How I Work: David McGinley

When David McGinley travelled across the world’s oceans as a child to start a new life with his family in Australia, little did he know that the six-week journey would lead to a lifelong passion for ships.

For the now Managing Director of A&P Group, the largest ship repair and conversion company in the UK, and also Atlantic and Peninsula Marine Services (APMS) was so transfixed by his mode of transport that it prompted him to take to the seas himself.

He explained how at the age of nine his family went to start a new life in the Southern Hemisphere as part of the Assisted Passage Migration Scheme, where they stayed until he was 12 years old.

“I think the journey sparked my imagination and when I left school with one O Level I went straight into the Navy as a junior marine engineer,” he said.

“It was a great thing to do and a fantastic opportunity.”

It also set the scene for a lifelong career in maritime with Mr McGinley serving in the Navy for 20 years until in 1994 when, as a Warrant Officer, he swapped military life for a civilian one and started as a Project Manager for Turner Diesel, who gave him the opportunity to manage and build diesel power stations around the world.

Five years later he went into the shipyards joining Semple Cochrane in Scotland where he became Marine Division Director and then he joined Babcock International Group, where he had senior level roles in strategic development, business development and commercial port operations. He retired in 2016 after 14 years there but just three months later came an opportunity he could not resist – to become Managing Director of Birkenhead-headquartered A&P Group, also looking after the sites in Falmouth and Tyne.

“I was still quite young and it was an opportunity I could not refuse,” said Mr McGinley, who joined in January 2017. In July 2018 he was also appointed by its holding company board, Atlantic and Peninsula Marine Services Ltd, to the position of Managing Director, looking after APMS subsidiaries including its Australian business, Falmouth-based Marine Designs – which manufactures bespoke pontoons and offshore structures – and Falmouth Docks and Engineering Company.

The Edinburgh-born Scot is also a visiting professor at Stirling University in Scotland where he supports MBA students.

“It’s a way of putting something back, and it’s important to get across the message of innovation, drive, determination and hard work,” said Mr McGinley.

Indeed, having come from school with one O Level, Mr McGinley believes greatly in supporting students in forging successful careers and is an avid advocate of apprenticeships.

“I really believe in them and know a number of very senior people in the industry who have also come through as an apprentice, either through the MoD or civilian apprenticeship,” said Mr McGinley.

A&P has an apprenticeship scheme and currently has around 28 apprentices across the business including welders, electricians and platers but also, importantly, has white collar apprentices too.
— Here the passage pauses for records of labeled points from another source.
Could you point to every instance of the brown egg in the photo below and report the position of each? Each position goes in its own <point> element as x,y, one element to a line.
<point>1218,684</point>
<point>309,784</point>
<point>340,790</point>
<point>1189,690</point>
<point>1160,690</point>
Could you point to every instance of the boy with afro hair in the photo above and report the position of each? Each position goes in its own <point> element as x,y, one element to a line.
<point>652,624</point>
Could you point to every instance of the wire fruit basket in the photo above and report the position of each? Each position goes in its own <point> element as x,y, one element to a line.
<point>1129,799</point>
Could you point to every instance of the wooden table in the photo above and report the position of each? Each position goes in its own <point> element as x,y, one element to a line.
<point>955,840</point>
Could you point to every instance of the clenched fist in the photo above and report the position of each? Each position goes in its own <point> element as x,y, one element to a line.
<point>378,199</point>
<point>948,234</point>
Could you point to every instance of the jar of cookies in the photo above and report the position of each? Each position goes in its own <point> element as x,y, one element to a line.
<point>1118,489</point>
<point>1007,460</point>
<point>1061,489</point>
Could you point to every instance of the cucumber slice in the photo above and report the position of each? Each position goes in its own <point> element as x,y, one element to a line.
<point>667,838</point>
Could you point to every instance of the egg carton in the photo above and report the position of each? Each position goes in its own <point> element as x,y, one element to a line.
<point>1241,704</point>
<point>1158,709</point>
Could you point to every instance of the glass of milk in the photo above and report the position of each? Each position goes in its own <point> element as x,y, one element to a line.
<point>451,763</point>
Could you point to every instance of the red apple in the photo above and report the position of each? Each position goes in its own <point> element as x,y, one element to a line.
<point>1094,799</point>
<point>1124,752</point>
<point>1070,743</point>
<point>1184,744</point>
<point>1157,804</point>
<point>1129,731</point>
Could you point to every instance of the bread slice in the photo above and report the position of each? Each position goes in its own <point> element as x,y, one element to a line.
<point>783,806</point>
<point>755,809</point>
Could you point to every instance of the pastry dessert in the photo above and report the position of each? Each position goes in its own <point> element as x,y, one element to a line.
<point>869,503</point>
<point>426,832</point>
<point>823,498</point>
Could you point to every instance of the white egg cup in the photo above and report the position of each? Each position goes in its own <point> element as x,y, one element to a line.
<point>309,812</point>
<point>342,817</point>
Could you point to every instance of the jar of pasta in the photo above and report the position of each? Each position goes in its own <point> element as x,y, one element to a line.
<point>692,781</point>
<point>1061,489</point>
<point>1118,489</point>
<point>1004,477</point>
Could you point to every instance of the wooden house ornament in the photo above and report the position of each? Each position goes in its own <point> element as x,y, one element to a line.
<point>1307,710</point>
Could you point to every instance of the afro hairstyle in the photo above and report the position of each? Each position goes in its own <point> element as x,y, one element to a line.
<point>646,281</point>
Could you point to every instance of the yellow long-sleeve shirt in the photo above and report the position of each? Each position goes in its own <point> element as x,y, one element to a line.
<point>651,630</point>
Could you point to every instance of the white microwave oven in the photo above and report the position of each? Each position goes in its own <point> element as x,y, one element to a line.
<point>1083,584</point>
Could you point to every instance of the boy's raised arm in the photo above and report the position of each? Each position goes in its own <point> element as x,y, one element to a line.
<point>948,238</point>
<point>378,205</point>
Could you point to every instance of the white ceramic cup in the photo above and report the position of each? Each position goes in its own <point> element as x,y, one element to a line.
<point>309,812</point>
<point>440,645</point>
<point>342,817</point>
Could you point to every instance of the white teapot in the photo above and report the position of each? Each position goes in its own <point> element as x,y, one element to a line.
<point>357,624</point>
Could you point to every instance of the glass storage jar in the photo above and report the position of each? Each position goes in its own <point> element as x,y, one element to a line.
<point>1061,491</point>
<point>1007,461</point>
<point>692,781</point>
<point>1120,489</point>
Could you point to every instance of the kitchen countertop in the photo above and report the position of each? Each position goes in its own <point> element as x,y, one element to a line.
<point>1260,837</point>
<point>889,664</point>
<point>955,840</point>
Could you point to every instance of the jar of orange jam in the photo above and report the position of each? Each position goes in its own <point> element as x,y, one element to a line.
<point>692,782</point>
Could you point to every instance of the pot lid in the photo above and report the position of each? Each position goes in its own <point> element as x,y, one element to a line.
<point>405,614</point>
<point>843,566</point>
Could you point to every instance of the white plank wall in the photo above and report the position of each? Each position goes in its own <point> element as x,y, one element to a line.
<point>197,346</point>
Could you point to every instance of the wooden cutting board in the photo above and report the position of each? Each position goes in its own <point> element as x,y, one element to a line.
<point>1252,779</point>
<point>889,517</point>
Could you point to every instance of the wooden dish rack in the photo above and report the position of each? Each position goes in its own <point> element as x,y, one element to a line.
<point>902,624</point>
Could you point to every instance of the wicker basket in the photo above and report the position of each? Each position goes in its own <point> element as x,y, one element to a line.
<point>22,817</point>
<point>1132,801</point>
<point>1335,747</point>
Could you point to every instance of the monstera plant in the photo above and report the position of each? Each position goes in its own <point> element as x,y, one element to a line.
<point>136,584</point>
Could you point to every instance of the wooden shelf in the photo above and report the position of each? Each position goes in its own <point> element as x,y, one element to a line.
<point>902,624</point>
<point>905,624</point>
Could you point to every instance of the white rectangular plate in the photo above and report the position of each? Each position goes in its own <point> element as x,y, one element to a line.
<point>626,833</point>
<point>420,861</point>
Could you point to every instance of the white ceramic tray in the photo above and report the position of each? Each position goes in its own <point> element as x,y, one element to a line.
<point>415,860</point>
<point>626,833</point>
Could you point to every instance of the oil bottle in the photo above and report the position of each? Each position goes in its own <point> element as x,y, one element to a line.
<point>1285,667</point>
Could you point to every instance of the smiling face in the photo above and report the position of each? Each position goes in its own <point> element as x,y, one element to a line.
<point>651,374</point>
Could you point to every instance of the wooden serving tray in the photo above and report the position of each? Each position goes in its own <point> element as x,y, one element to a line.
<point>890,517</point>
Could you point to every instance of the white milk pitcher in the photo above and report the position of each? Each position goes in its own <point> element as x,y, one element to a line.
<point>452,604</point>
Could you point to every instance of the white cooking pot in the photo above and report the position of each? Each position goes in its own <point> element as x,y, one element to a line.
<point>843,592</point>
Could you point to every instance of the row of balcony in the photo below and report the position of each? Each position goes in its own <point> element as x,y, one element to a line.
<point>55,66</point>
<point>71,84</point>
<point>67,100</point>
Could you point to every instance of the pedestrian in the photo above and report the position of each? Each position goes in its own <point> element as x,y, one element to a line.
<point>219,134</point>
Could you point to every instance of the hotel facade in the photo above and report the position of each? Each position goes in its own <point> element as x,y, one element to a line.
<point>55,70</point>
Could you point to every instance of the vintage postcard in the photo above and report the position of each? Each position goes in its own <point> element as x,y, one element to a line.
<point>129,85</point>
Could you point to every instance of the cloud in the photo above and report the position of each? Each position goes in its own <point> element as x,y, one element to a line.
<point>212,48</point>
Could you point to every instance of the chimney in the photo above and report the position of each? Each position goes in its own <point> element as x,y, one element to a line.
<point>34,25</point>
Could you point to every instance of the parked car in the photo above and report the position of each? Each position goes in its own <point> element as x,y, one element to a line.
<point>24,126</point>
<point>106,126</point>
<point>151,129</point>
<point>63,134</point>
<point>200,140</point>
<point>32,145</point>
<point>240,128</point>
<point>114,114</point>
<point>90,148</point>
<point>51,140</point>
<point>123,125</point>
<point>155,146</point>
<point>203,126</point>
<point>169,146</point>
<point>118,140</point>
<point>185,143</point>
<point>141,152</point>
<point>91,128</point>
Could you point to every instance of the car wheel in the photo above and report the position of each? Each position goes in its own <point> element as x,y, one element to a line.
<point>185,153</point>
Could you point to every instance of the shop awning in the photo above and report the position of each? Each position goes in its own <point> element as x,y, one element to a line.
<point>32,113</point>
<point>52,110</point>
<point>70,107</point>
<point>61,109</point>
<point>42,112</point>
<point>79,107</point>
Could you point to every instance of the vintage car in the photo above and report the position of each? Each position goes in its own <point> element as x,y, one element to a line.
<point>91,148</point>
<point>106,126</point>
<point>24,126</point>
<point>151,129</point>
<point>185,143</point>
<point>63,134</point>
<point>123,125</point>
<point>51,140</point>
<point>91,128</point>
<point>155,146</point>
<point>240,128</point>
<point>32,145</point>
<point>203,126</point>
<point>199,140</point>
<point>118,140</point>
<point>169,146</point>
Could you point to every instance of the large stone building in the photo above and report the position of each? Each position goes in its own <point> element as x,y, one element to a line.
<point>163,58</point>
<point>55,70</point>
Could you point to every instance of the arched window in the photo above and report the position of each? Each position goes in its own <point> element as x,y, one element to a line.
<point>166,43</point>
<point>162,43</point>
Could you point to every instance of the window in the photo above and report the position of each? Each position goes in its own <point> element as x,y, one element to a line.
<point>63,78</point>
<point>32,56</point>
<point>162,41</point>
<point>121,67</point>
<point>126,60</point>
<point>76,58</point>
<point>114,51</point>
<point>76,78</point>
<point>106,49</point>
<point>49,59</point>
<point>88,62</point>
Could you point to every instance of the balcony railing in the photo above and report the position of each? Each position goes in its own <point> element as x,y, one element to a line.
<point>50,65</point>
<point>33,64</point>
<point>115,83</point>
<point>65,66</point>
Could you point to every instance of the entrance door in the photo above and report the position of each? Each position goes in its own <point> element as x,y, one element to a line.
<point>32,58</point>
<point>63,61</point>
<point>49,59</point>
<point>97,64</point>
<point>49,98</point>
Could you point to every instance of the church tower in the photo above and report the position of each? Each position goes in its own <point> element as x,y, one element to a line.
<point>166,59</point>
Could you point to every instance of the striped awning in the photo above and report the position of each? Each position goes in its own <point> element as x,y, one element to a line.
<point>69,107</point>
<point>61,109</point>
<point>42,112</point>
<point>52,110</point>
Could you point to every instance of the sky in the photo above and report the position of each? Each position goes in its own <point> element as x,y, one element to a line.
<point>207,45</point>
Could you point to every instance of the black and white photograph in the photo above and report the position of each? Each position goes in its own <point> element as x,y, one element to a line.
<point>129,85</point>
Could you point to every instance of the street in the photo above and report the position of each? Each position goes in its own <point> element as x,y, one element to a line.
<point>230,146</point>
“We are getting a good mix of boys and girls. They are very intelligent young people with real goals and aims,” said Mr McGinley. “Our industry has a considerable amount of high technology in it now, right at the work face, so it’s not just a question any more of just banging a hammer.”

A&P Group has enjoyed a strong start to 2019, with a number of commercial and defence projects underway across its four UK facilities.

In Falmouth, the team continues to deliver an array of defence and commercial projects. A&P Falmouth has completed the refit of the RFA Argus under A&P Group’s £239m Future In-Service Support (FISS) contract with the Ministry of Defence (MoD) and is undertaking reactivation works to HMS Severn for BAE Systems.

Since the start of the year A&P Tyne’s team has carried out dockings for offshore support vessels Rever Sapphire and Rever Polaris and is also fabricating six pontoons for the Galloper Offshore Wind Farm which will be delivered this summer and is preparing for the load-out of completed sections of the Astute Class submarines for delivery to BAE Systems Maritime in Barrow-In-Furness.

“In Falmouth, it has been the busiest year ever in terms of commercial work and we have had a mix of vessels, with ferries, car carriers, offshore vessels and jack up rigs. There have also been a lot of returning customers, which is very positive for us.”

Mr McGinley said the company was also looking very hard at offshore wind and energy and, while it was a new sector, A&P was making “considerable strides” into the sector.

In terms of the Docks company, there has also been a great upturn in the number of cruise liners coming into Falmouth as tourists enjoy the nearby Cornish sights. “This has been terrific for both us at Falmouth and also the local region because of the spend they bring into the local economy.”

With A&P’s overall group head office in Birkenhead, Merseyside, Mr McGinley splits his time primarily between the North East and Falmouth and also visits the company’s Australian facilities in Garden Island, Sydney where they look after the maintenance and refit management of the Royal Australian Navy and Australia’s Royal Fleet Auxiliary.

He is also a Board Member of the Society of Maritime Industries, the trade association which promotes the industry into Government and other stakeholders, and he is a past President of the UK Shipbuilders and Ship Repairers’ Association.

So, what does he enjoy doing when he does get some spare time?

“I am a great rugby aficionado and I also love a game of golf,” he said. That’s how I love to unwind.